The survey results generated a figure of 30 million tonnes (Mt) production from the 2016 wheat crop, 5Mt below the production estimate published by the Government commodity forecaster ABARES (Australian Bureau of Agricultural and Resources Economics and Sciences) the previous month, and well below market expectations.

News moves markets

Such news moves markets, but also raises questions about the integrity of data.

The United States Department of Agriculture (USDA) publishes its hugely influential World Agricultural Supply and Demand Estimates (WASDE) monthly.

The USDA was timed to publish its estimates on January 12, and it could not ignore Australia’s news of major revisions to crop estimates a year after harvest, so it did the best it could by trimming and tacking its 2016 figures, and lopped 3Mt from Australia’s contribution to last year’s world production.  While attempting to maintain integrity of its 2017 figures it needed to cut Australia’s export contribution by 1.5Mt in 2017/18.

World wheat prices lifted as markets absorbed the impact of the WASDE, along with trade and world crop influences in the northern hemisphere winter/spring outlook.

Stocks data sketchy

Industry sources have said that while grain receivals-into-storage (stock data) in Western Australia give a higher degree of reliability of overall production forecasting in WA than in other states, massive investment in on-farm storage had increased the difficulty of reliable production forecasting across the country.

While US agencies publish thorough supply-and-demand analyses, the same cannot be said for the Australian agencies, encumbered perhaps with unhelpful rules.

The missing link is stock; availability of supply as carryover from one crop year to the next.  For as long as there is no means of collecting, those additional lines of data will feed embarrassing, market-moving, late changes.

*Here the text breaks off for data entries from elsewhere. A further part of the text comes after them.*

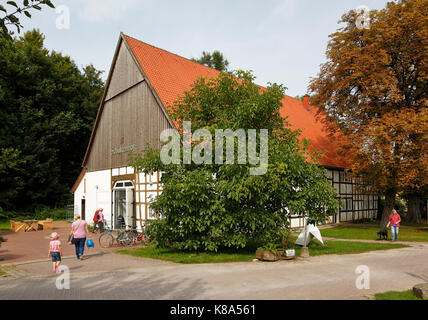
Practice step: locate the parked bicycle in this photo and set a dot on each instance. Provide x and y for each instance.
(125, 237)
(138, 236)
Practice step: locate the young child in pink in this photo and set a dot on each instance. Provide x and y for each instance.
(55, 251)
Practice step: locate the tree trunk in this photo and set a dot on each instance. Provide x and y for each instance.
(414, 213)
(387, 209)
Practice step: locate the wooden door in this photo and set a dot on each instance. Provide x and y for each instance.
(82, 215)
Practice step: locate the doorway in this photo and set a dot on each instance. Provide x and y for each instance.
(83, 207)
(123, 204)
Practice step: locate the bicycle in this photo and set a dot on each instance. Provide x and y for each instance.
(124, 237)
(137, 235)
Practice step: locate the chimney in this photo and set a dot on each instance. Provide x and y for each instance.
(306, 102)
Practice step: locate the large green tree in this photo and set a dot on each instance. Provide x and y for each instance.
(47, 106)
(374, 87)
(208, 206)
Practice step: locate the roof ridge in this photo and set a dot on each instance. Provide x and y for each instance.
(199, 64)
(150, 45)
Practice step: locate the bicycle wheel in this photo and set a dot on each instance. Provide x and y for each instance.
(106, 240)
(126, 239)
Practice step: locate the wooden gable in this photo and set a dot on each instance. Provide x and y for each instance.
(129, 117)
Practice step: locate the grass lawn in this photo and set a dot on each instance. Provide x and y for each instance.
(397, 295)
(315, 249)
(370, 233)
(189, 257)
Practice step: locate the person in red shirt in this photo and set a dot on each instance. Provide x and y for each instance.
(96, 219)
(394, 223)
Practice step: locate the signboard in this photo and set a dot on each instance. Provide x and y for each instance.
(290, 253)
(123, 149)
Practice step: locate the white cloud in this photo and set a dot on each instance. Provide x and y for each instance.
(285, 8)
(104, 10)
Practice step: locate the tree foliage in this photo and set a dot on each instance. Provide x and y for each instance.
(10, 14)
(374, 88)
(208, 206)
(213, 60)
(47, 107)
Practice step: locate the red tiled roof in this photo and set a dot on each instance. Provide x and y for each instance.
(170, 75)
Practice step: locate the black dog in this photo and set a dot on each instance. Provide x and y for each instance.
(383, 234)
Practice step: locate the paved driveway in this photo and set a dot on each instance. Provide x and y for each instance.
(113, 276)
(34, 245)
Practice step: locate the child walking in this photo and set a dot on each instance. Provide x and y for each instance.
(55, 251)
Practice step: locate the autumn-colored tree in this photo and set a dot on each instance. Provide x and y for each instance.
(373, 87)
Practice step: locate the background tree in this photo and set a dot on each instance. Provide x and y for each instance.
(373, 86)
(210, 206)
(47, 107)
(10, 14)
(213, 60)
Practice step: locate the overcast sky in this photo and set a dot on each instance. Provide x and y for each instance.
(282, 41)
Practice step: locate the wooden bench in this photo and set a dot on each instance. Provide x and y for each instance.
(45, 224)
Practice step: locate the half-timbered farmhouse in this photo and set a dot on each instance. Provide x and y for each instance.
(143, 81)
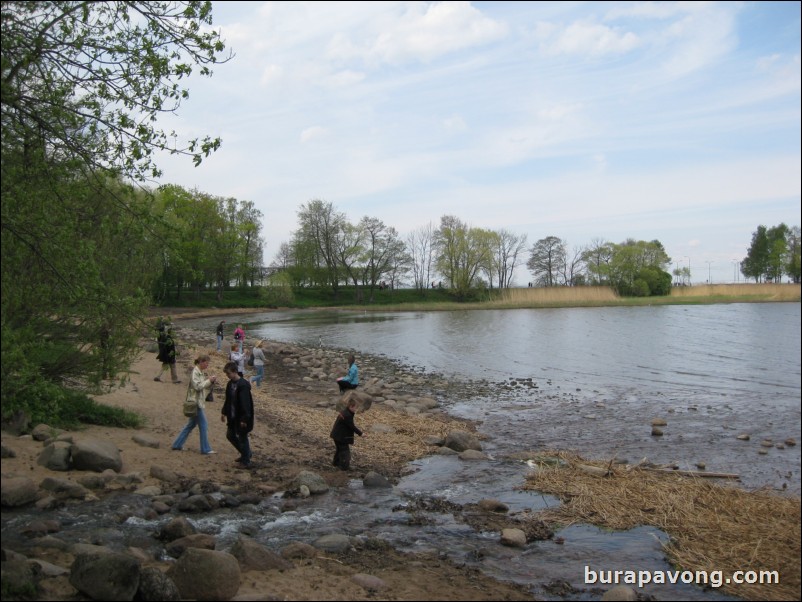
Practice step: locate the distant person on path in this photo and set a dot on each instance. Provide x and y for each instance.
(350, 380)
(167, 354)
(236, 356)
(220, 334)
(239, 336)
(259, 360)
(198, 389)
(238, 414)
(343, 434)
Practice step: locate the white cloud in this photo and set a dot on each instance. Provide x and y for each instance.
(312, 133)
(585, 39)
(421, 32)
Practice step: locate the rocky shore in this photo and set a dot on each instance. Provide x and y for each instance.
(50, 470)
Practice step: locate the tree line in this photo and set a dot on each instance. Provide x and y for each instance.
(328, 250)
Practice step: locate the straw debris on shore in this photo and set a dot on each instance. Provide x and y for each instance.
(712, 527)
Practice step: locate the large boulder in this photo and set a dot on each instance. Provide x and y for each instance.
(462, 440)
(96, 455)
(155, 585)
(55, 456)
(111, 576)
(17, 491)
(253, 556)
(363, 400)
(206, 575)
(312, 480)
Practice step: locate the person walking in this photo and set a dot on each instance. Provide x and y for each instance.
(236, 356)
(350, 380)
(239, 336)
(198, 389)
(237, 412)
(167, 355)
(343, 434)
(220, 334)
(259, 360)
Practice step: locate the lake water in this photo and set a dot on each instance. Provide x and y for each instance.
(599, 376)
(602, 374)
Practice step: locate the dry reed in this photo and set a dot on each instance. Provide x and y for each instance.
(712, 527)
(768, 292)
(559, 295)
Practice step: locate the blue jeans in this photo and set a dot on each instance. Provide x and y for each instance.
(239, 439)
(200, 420)
(260, 374)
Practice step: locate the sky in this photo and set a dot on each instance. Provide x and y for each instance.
(669, 121)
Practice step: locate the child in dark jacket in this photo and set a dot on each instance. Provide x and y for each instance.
(343, 434)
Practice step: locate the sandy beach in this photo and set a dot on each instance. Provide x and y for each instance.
(293, 420)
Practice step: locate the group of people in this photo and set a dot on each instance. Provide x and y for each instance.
(238, 408)
(237, 411)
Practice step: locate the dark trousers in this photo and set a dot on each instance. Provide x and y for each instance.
(345, 385)
(239, 439)
(342, 456)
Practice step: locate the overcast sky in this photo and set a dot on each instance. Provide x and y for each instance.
(583, 120)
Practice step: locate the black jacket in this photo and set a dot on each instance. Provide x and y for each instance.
(344, 427)
(238, 406)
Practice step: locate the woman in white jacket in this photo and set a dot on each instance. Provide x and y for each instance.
(199, 386)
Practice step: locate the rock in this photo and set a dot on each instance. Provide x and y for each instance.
(369, 582)
(64, 488)
(514, 538)
(434, 440)
(622, 593)
(196, 503)
(363, 400)
(154, 585)
(472, 454)
(197, 540)
(462, 440)
(146, 441)
(96, 455)
(253, 556)
(312, 480)
(206, 575)
(333, 542)
(42, 432)
(20, 578)
(7, 452)
(493, 505)
(55, 456)
(299, 550)
(17, 491)
(374, 479)
(175, 529)
(109, 576)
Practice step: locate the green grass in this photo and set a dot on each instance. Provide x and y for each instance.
(443, 300)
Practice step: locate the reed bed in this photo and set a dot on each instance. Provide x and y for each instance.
(767, 292)
(556, 295)
(712, 527)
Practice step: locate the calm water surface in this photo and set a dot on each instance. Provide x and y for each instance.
(602, 375)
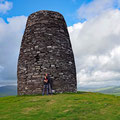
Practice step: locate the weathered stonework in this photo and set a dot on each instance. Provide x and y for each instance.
(46, 48)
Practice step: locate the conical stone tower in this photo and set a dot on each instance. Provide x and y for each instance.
(46, 48)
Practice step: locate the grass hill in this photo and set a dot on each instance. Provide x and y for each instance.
(108, 90)
(8, 90)
(72, 106)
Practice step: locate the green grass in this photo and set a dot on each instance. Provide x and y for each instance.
(74, 106)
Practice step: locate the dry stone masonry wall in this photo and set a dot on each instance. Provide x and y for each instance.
(46, 48)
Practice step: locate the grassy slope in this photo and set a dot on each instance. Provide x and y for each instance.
(109, 90)
(79, 106)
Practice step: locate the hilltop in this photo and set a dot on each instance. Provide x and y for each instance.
(72, 106)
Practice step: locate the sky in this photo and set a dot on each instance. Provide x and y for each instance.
(94, 29)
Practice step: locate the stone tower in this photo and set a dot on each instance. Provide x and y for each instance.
(46, 48)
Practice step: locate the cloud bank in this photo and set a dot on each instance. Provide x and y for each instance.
(96, 45)
(5, 6)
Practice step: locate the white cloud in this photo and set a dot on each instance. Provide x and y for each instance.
(96, 7)
(10, 40)
(96, 46)
(5, 6)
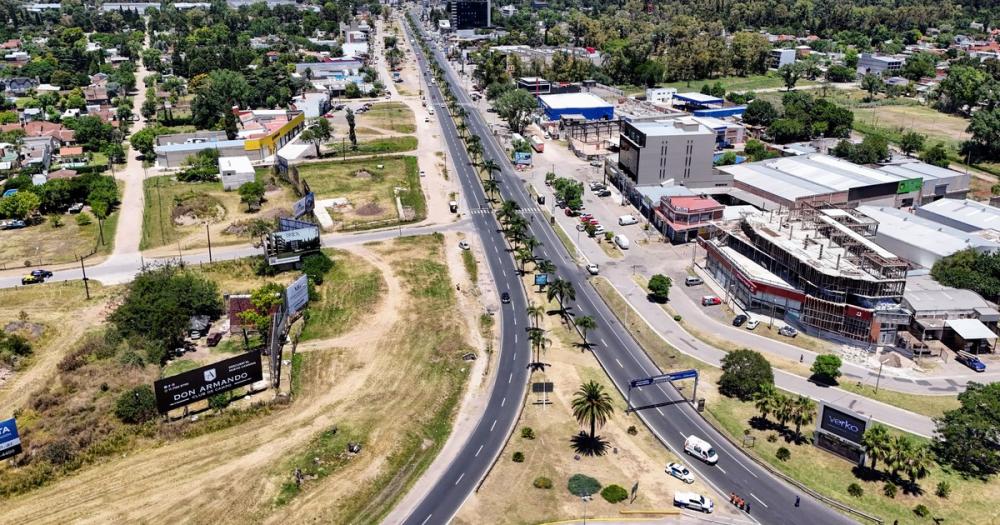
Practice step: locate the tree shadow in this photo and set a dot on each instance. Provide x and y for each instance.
(585, 445)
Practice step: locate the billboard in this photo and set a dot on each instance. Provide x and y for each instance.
(201, 383)
(842, 424)
(10, 441)
(297, 294)
(289, 246)
(304, 205)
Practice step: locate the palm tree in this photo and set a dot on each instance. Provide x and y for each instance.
(585, 323)
(535, 313)
(877, 443)
(591, 403)
(803, 413)
(764, 399)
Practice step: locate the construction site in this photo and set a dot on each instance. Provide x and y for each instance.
(817, 266)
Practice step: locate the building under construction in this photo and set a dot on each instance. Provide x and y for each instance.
(815, 265)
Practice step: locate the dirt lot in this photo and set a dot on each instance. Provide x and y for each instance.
(176, 212)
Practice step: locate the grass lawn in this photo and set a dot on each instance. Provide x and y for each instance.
(370, 191)
(177, 212)
(42, 244)
(380, 146)
(388, 116)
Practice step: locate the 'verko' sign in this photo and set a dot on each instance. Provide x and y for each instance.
(186, 388)
(844, 425)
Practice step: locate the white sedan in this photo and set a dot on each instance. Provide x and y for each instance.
(680, 472)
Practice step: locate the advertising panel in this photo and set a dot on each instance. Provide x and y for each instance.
(842, 424)
(297, 294)
(201, 383)
(304, 205)
(10, 441)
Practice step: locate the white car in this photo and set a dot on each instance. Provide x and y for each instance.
(680, 472)
(693, 501)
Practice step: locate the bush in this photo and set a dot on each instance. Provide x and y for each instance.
(943, 489)
(614, 494)
(542, 483)
(137, 405)
(581, 485)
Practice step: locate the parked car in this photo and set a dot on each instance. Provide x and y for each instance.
(693, 501)
(680, 472)
(710, 300)
(788, 331)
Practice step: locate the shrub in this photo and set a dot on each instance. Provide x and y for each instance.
(137, 405)
(542, 482)
(943, 489)
(581, 485)
(614, 493)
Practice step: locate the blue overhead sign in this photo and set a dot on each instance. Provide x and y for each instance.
(10, 441)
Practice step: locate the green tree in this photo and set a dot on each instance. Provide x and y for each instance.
(252, 193)
(515, 107)
(659, 287)
(591, 404)
(967, 437)
(826, 368)
(744, 371)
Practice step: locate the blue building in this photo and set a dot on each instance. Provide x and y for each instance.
(591, 107)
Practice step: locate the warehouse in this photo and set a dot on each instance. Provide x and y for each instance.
(591, 107)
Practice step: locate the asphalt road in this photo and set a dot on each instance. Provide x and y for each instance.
(666, 413)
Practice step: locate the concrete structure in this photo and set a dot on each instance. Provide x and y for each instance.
(235, 172)
(683, 218)
(590, 106)
(678, 150)
(780, 57)
(817, 267)
(962, 214)
(882, 65)
(922, 241)
(817, 178)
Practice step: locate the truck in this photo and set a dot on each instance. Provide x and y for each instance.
(537, 144)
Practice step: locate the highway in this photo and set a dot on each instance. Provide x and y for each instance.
(669, 417)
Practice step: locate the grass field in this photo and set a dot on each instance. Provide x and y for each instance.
(378, 146)
(42, 244)
(165, 200)
(370, 190)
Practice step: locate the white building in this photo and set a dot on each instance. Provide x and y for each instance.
(235, 172)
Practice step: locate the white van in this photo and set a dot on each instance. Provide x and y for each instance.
(621, 241)
(700, 449)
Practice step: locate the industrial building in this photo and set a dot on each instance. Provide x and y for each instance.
(922, 241)
(590, 107)
(962, 214)
(816, 266)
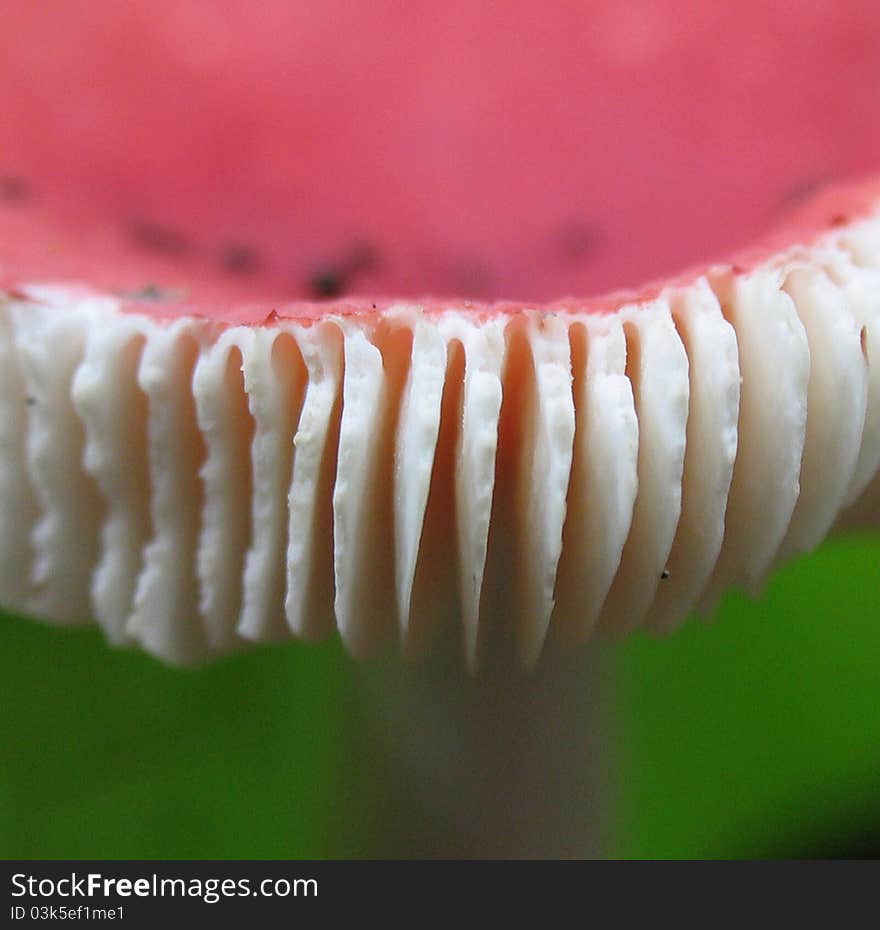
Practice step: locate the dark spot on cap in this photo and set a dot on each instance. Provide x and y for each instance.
(15, 190)
(153, 292)
(577, 240)
(159, 238)
(237, 258)
(327, 282)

Hands up wheat growers, traders, consumers?

 

Footnote: ABS report here. It includes numbers on other crops and livestock.  The crop estimates for barley, canola, grain sorghum and oats are understood to be subject to methodology similar to that used to estimate wheat.

About the ABS REACS survey: The ABS survey was a Rural Environment and Agricultural Commodities Survey (REACS).  The REACS is conducted annually in the years between the five-yearly Agricultural Census, which is what was done in 15/16.  The scope for the 2016-17 REACS was all agricultural businesses with an EVAO of $40,000 or greater. This is a change from previous ABS REACS collections, where a scope of EVAO of $5,000 or greater was used, but is a continuation of the scope used in the 2015-16 Agricultural Census.  The 2016-17 REACS preliminary estimates are based on an achieved response rate of 77.8% from a sample of 30,466 agricultural businesses selected.  ABS suggests the relative standard error (RSE) for wheat-barley-canola ranges between 2-5% depending on state and commodity.  ABS update will appear as report catalogue number 7121 in about 6 months.

ABARES will issue its next Australian Crop Report on 13 February 2018.